First, let's assume that f is one-to-one.
To prove: For any non-empty subset S ⊆ A, f^(-1)(f(S)) = S.
1. Let's take an arbitrary non-empty subset S ⊆ A.
2. We need to show that f^(-1)(f(S)) = S.
3. Consider an arbitrary element x ∈ S.
4. Since f is one-to-one, each element in S will correspond to a unique element in f(S).
5. So, for each x ∈ S, there exists a unique element y ∈ f(S) such that f(x) = y.
6. Now, let's consider an arbitrary element y ∈ f(S).
7. Since y ∈ f(S), there exists an element x' ∈ S such that f(x') = y.
8. Since f(x) = y and f(x') = y, it implies x = x'.
9. Therefore, for each y ∈ f(S), there exists a unique element x ∈ S such that f(x) = y.

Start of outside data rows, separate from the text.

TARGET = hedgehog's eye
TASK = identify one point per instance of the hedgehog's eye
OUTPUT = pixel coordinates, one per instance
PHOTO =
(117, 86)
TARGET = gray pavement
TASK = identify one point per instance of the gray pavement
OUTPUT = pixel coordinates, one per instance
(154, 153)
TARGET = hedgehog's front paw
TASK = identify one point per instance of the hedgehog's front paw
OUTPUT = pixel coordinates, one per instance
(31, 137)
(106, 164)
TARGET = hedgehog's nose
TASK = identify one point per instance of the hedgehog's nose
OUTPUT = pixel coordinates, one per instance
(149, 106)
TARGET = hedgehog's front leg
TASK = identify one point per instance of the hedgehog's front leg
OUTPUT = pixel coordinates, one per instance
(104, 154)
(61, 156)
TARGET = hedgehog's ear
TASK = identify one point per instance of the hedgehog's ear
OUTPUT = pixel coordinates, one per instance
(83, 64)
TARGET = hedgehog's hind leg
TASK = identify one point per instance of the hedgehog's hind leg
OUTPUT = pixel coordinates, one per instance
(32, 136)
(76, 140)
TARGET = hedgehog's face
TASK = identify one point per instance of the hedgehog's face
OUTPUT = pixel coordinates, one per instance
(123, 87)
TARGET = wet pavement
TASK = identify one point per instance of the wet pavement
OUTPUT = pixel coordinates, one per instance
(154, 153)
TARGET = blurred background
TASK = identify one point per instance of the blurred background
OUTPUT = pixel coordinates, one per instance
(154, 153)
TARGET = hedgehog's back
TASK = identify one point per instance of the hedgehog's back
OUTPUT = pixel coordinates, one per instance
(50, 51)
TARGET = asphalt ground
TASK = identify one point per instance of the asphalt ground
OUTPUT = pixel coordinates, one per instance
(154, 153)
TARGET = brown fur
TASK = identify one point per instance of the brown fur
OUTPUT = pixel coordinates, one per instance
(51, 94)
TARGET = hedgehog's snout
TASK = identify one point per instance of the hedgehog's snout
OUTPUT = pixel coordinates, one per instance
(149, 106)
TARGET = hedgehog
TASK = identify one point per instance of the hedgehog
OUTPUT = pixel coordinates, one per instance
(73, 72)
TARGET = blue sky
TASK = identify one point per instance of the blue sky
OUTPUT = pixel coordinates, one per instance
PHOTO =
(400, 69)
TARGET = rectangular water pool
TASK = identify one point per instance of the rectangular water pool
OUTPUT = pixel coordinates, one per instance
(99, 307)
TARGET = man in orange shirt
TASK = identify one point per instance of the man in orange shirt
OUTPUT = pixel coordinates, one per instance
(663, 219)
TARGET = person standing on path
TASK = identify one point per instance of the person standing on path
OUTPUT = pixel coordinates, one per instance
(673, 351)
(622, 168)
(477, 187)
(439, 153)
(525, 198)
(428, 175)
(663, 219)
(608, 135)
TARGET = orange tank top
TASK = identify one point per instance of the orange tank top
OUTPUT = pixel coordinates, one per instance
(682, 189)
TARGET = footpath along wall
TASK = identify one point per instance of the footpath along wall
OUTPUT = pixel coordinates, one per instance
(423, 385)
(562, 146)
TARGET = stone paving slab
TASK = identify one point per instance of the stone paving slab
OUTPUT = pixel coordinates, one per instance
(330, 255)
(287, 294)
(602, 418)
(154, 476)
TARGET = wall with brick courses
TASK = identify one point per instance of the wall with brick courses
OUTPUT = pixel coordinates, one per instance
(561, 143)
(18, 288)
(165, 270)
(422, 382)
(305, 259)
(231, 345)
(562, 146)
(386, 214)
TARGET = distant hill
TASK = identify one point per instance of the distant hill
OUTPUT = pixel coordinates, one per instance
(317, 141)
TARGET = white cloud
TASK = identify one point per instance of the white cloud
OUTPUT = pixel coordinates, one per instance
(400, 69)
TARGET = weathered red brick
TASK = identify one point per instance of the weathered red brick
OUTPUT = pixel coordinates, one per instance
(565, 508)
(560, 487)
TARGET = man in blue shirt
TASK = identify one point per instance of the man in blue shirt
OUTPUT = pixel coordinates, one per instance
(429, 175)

10. This means that f^(-1)(f(S)) consists of all the elements in S.
11. Also, since each element in S has a unique pre-image in f^(-1)(f(S)), it implies that f^(-1)(f(S)) does not contain any elements outside of S.
12. Hence, f^(-1)(f(S)) = S.
Now, let's prove the other direction, assuming that for any non-empty subset S ⊆ A, f^(-1)(f(S)) = S.
To prove: f is one-to-one.
1. Let's assume that f is not one-to-one.
2. This means there exist two distinct elements x1, x2 ∈ A such that f(x1) = f(x2).
3. Let's consider the subset S = {x1} ⊆ A.
4. Since x1 ∈ S, we have f^(-1)(f(S)) = S (from the given assumption).
5. Therefore, x1 ∈ f^(-1)(f(S)).
6. Since f(x1) = f(x2), it implies that x2 ∈ f^(-1)(f(S)).
7. But x1 and x2 are distinct, which contradicts the assumption that f^(-1)(f(S)) = S.
8. Hence, our assumption that f is not one-to-one must be false.
9. Therefore, f is one-to-one.
By proving both directions, we have established that a function f: A -> B is one-to-one if and only if for any non-empty subset S ⊆ A, f^(-1)(f(S)) = S.